#### Configure project

In [None]:
# !cd .. && mkdir build
# !cd ../build/ && rm -rf *
# !rm -f *.so
# !cd ../build && cmake -DCMAKE_BUILD_TYPE=Release ..

#### Compile and install

In [None]:
# !cd ../build && make install

#### Imports

In [None]:
import kNN
import pandas as pd
import numpy as np
from tqdm.notebook import tqdm
import timeit
import time
np.random.seed(1998)

#### Utils

In [None]:
from sklearn.model_selection import KFold
from sklearn.metrics import accuracy_score
from sklearn.metrics import recall_score
from sklearn.metrics import precision_score
from sklearn.metrics import f1_score

labels_ = [0,1,2,3,4,5,6,7,8,9]
label_count_ = 10

def data_labels(dataset):
    # return (dataset[dataset.columns[1:]].values, dataset["label"].values.reshape(-1,1))
    return (dataset[dataset.columns[1:]].values, dataset[dataset.columns[0]])

def save_df(df, name):
    df.to_csv("res/{}.csv".format(name), index=False, header=True)

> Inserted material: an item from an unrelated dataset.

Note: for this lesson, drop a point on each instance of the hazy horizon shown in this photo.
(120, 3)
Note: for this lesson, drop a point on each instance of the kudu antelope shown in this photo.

# Returns k splits of dataset (indexes)
def Kfold_gen_splits(dataset, K):
    return KFold(n_splits=K, shuffle=True, random_state=None).split(dataset)

# Returns ((train_data, train_labels),(val_data, val_labels)) pair
def Kfold_get_split(dataset, split):
    train, test = split
    return (data_labels(dataset.iloc[train]), data_labels(dataset.iloc[test]))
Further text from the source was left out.